De Beers's Attawapiskat office is in an ATCO trailer between the church and the bootlegger's, where a mickey of vodka sells for $130. (The bootlegger's house is known locally as "the palace," and with its new siding and thermal windows, it's easily one of the nicest spots in town.)

Out of the ATCO trailer, De Beers has been laying the groundwork for expansion. The Victor kimberlite is one of at least 16 diamond-bearing pipes in the Attawapiskat area. Over the past year, the company has been in contact with the Tomagatiks again. This time, De Beers is negotiating with Clara's younger brother, John Tomagatik. "They want to explore in another spot on our land," Mr.

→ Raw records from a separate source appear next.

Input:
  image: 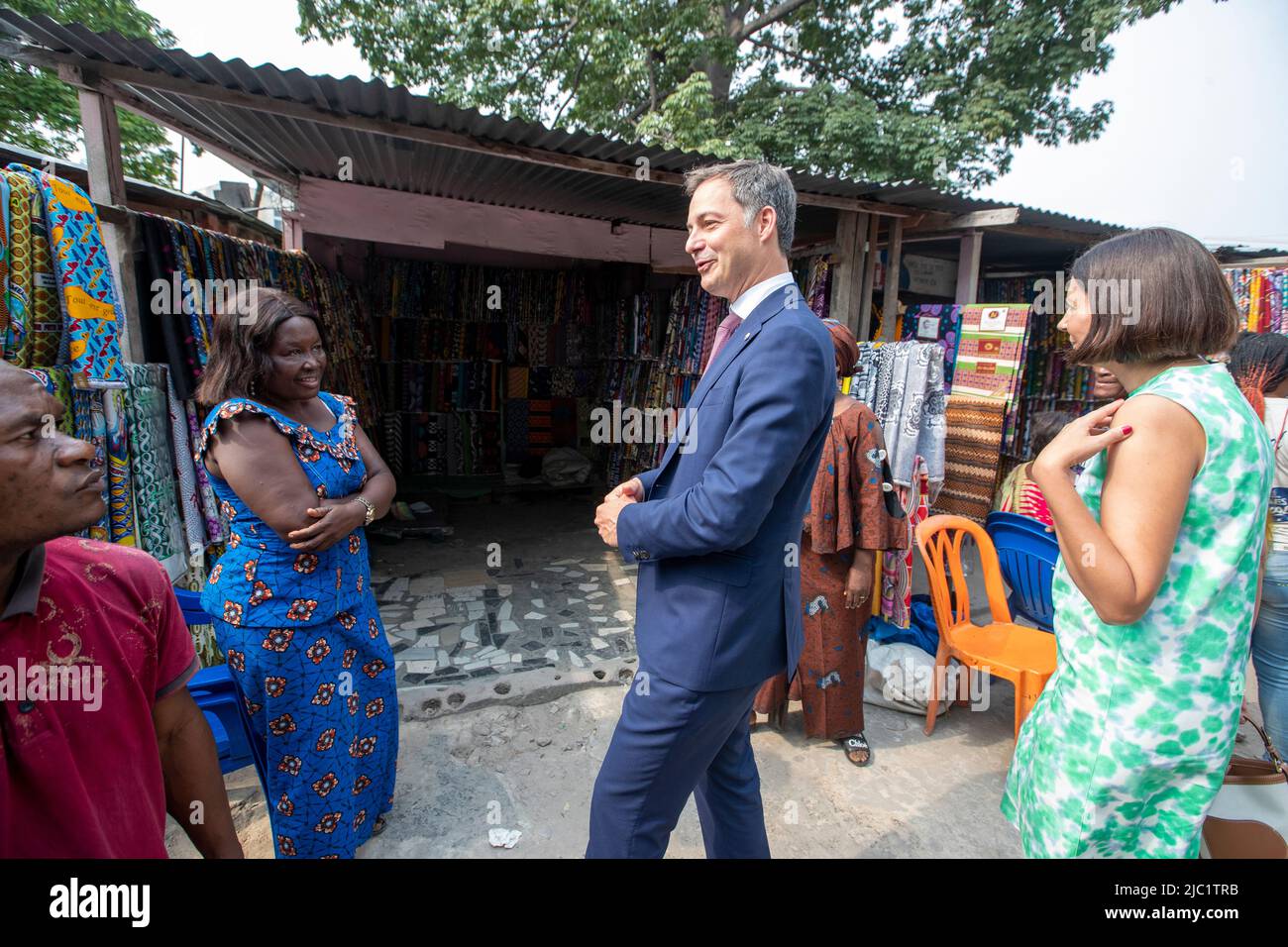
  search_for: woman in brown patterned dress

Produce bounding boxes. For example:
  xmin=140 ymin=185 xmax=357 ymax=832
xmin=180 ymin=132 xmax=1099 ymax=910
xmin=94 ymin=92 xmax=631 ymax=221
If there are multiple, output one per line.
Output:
xmin=752 ymin=320 xmax=909 ymax=767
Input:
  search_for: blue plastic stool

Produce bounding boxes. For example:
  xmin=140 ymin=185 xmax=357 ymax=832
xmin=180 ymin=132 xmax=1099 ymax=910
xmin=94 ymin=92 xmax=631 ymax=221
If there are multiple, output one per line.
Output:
xmin=174 ymin=588 xmax=268 ymax=795
xmin=984 ymin=513 xmax=1060 ymax=631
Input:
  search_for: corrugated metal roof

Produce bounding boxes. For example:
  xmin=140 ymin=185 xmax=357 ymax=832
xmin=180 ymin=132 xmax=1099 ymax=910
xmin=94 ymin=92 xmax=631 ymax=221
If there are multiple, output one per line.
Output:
xmin=0 ymin=9 xmax=1121 ymax=233
xmin=0 ymin=142 xmax=280 ymax=243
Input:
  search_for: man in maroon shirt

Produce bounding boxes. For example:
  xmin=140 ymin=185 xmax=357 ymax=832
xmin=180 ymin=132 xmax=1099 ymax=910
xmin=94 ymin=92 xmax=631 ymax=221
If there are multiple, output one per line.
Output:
xmin=0 ymin=362 xmax=242 ymax=858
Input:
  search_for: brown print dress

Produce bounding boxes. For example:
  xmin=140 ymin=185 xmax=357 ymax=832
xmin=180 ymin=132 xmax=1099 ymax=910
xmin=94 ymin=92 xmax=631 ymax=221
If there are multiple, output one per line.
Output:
xmin=755 ymin=401 xmax=909 ymax=740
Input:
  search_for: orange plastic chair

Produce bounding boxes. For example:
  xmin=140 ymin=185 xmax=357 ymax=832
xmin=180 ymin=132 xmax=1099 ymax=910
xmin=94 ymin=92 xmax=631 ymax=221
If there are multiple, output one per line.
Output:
xmin=917 ymin=515 xmax=1056 ymax=737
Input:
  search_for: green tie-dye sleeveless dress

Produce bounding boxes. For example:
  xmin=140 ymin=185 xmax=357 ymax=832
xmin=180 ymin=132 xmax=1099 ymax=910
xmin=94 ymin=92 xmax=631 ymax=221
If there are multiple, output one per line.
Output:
xmin=1002 ymin=365 xmax=1272 ymax=858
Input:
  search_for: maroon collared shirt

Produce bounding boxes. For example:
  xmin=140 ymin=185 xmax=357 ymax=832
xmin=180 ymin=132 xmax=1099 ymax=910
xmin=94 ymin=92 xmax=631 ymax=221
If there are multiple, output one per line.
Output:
xmin=0 ymin=536 xmax=198 ymax=858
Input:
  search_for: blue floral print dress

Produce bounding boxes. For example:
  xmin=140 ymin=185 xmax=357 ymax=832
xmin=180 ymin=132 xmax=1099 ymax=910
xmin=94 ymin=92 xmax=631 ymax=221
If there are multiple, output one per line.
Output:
xmin=197 ymin=391 xmax=398 ymax=858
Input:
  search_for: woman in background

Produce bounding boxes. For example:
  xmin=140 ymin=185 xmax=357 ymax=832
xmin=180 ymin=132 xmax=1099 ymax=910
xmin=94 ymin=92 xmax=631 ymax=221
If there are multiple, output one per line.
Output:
xmin=751 ymin=320 xmax=909 ymax=767
xmin=993 ymin=411 xmax=1076 ymax=526
xmin=197 ymin=288 xmax=398 ymax=858
xmin=1228 ymin=333 xmax=1288 ymax=750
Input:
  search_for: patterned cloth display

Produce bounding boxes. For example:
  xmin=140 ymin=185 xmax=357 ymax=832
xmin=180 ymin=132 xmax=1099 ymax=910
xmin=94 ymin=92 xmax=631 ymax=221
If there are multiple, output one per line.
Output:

Tomagtik said. "But we don't want to let them explore until we sign a new [impact-benefit agreement]"

The 198-page agreement is a dense read – so dense, in fact, that it has overwhelmed the community's small, rundown band office. There are a dizzying array of commitments: from environmental management committees and joint management committees to employee advisory committees, wildlife management plans, mining monitors and human-resources inventories.

Theresa Hall, who was IBA co-ordinator and later became chief for a term, confessed she hadn't even heard of some of the committees and positions laid out in the document. She wasn't aware, for instance, that her first nation could request government valuation reports showing the mine's production values, access laid out in section 10.11.1. She hadn't seen De Beers's annual environmental reports, and she admitted the IBA co-ordinator position had been empty for years. The agreement even gave the community an opportunity to find a native name for Victor, but chief and council missed the deadline. Keeping up with the IBA is too much, Ms. Hall said. "We can sign the best agreement in the world, but if we don't have the people with the educational requirements, then it's false promises."

Village activist Greg Shisheesh has been lobbying for a revised IBA for several years. He has collected more than 600 signatures asking De Beers to reopen its agreement with Attawapiskat. His petition has not been answered. "It's not that we don't want De Beers on our land," he said. "We just want to make sure they're doing their part." After a pause, he added: "It breaks down at our level. … We don't understand who we're dealing with – we're dealing with a giant that's dealt with aboriginal people all over the world. And our staff is not educated, so we're not able to catch up."

Mr. Shisheesh, however, acknowledged there have been governance issues in Attawapiskat. And he welcomes the fact that Ottawa recently sent in a third-party manager to oversee the community's operations – a deeply divisive move that has angered many.

"There's no doubt we're in a mess financially," he said. "We lack training and we lack education. But regardless, we need help cleaning up the financial situation."